In those cases, the independent community practice "is simply on an honor system to only access certain records. Thus, in addition to the issue of snooping, the impact of a hacker breach will be much greater," she says.
Borten says incidents such as the Broward Health breach "should be a reminder that granting access to a patient database is technically the equivalent of disclosing every patient's records, regardless of whether the user actually looks up every record."
Susan Lucci, senior privacy and security consultant at tw-Security, offers a similar assessment.
"Third-party-caused data breaches have been the largest source of compromise in 2020 and 2021. It is very likely to continue as healthcare continues to be stretched to limits amid this ongoing pandemic."
The type of data apparently exfiltrated in the Broward Health breach "included a huge amount of extremely confidential information, which means it is extremely valuable on the dark web," Lucci says.
"We need to remember that cybercriminals can hold onto this information for as long as they want, unlike simple credit card information which is often changed immediately when cards are compromised."
While Broward Health's public statements so far are not crystal clear about exactly what happened in the incident, the breach spotlights a number of challenges and lessons in healthcare, says regulatory attorney Brad Rostolsky of the law firm Reed Smith.

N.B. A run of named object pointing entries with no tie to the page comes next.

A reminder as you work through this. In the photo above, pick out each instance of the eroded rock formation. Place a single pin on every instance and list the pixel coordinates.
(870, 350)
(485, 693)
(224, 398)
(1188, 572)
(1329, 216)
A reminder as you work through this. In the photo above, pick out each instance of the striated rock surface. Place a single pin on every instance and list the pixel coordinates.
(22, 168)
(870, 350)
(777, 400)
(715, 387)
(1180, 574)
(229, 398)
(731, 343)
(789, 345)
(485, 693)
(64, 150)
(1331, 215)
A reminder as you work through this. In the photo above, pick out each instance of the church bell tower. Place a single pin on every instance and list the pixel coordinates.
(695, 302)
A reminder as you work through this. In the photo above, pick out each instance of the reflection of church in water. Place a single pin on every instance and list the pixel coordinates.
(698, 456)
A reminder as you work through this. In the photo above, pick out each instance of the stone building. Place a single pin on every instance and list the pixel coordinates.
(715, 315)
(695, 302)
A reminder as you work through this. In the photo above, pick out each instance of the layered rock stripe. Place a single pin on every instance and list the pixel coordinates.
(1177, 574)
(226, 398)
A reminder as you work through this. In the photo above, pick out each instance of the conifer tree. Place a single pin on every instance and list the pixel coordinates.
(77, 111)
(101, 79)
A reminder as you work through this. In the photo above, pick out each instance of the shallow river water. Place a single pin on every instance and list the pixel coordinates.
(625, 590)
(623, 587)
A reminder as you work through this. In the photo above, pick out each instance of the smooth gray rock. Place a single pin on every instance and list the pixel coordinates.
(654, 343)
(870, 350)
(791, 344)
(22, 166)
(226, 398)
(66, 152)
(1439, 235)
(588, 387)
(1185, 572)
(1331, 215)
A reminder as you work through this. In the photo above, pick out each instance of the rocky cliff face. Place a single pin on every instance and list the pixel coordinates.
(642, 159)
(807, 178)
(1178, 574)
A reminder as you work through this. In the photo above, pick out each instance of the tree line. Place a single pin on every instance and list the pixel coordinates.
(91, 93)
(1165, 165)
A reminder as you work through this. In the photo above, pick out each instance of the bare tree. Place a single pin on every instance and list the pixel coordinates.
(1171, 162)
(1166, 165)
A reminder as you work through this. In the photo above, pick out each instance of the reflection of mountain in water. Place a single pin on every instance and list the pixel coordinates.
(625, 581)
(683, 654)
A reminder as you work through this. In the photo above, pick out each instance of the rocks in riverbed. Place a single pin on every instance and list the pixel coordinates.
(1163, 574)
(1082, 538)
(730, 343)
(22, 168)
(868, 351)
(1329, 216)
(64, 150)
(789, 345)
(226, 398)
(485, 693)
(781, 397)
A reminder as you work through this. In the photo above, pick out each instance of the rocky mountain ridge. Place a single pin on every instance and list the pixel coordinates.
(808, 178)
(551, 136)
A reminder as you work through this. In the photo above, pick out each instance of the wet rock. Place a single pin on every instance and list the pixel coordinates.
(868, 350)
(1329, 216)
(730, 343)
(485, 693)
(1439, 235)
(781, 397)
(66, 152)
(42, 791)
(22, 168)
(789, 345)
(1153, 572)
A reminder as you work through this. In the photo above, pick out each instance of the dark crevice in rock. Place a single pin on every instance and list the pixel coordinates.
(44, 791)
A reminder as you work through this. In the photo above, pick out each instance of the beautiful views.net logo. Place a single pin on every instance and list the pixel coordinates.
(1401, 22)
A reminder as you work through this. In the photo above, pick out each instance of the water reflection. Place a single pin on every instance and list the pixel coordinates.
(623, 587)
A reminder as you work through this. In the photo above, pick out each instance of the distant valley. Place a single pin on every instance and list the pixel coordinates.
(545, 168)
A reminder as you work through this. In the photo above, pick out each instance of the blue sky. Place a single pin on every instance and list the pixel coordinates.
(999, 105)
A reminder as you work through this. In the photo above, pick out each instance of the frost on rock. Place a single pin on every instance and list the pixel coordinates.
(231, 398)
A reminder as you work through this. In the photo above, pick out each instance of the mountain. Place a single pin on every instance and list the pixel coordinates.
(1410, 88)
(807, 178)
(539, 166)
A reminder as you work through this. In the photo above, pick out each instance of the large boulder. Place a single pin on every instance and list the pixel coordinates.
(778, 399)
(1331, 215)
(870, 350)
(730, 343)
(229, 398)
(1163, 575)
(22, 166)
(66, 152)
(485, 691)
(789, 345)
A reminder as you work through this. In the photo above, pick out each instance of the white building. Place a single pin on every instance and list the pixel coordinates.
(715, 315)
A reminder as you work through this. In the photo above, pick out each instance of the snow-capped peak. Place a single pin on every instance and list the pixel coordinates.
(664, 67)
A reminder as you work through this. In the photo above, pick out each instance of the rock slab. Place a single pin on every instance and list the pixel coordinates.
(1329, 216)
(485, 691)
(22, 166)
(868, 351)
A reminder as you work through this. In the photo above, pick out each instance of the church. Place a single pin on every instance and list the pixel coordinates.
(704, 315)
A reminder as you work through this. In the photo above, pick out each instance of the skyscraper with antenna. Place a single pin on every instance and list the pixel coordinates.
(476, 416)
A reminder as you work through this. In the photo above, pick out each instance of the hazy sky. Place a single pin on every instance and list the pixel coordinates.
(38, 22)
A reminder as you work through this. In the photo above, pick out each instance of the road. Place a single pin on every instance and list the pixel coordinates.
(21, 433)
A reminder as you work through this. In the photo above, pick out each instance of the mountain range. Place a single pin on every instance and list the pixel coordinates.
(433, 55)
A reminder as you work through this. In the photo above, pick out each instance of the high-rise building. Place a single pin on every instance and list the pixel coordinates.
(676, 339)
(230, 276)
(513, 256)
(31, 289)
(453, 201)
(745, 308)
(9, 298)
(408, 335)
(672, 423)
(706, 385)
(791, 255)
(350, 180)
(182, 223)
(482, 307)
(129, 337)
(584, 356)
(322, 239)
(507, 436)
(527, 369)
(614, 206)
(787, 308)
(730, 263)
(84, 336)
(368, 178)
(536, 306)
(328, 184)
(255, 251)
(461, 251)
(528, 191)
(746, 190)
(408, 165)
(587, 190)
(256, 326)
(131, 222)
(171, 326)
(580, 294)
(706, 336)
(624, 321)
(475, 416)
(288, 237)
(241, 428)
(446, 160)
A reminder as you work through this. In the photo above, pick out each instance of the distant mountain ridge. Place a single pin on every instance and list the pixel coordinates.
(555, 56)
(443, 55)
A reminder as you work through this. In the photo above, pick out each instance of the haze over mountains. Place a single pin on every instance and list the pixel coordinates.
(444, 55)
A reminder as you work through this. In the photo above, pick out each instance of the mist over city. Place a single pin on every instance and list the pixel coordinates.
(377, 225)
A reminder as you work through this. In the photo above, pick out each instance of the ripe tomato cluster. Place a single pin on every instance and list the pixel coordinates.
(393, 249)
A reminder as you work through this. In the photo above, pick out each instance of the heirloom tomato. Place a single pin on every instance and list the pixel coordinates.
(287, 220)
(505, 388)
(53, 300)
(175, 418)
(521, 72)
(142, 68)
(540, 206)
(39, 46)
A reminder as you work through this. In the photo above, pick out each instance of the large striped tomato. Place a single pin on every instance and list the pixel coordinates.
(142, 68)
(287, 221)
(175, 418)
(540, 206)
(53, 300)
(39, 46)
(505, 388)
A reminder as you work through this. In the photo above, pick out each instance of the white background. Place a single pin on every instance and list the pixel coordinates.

"Ultimately, there are a few unavoidable truths in the context of this type of incident. One: Hospitals and other healthcare providers will need to have access to each other’s records in order to treat mutual patients. It’s hard to lock down all potential intrusion points of a system being accessed, in part, by third parties," he says.
"That said, smaller providers who do not maintain or are not able to reasonably afford really solid security protocols may unavoidably represent a security concern to larger practices and health systems."
Data system owners should consider requiring all parties accessing their data to sign an agreement that makes clear certain obligations - including security requirements - and penalties in the event an incident occurs as a direct result of a third party’s access, he says, adding that those requirements should also be part of agreements among healthcare providers that have access to another provider's data.
And Lucci says it is critical for large healthcare systems to remind their providers to ensure their offices conduct HIPAA security risk analysis, train their workforce, and remind staff about the continuing threats of hacking incidents, ransomware and phishing.
"Email continues to be a primary target for cybercriminals," she says.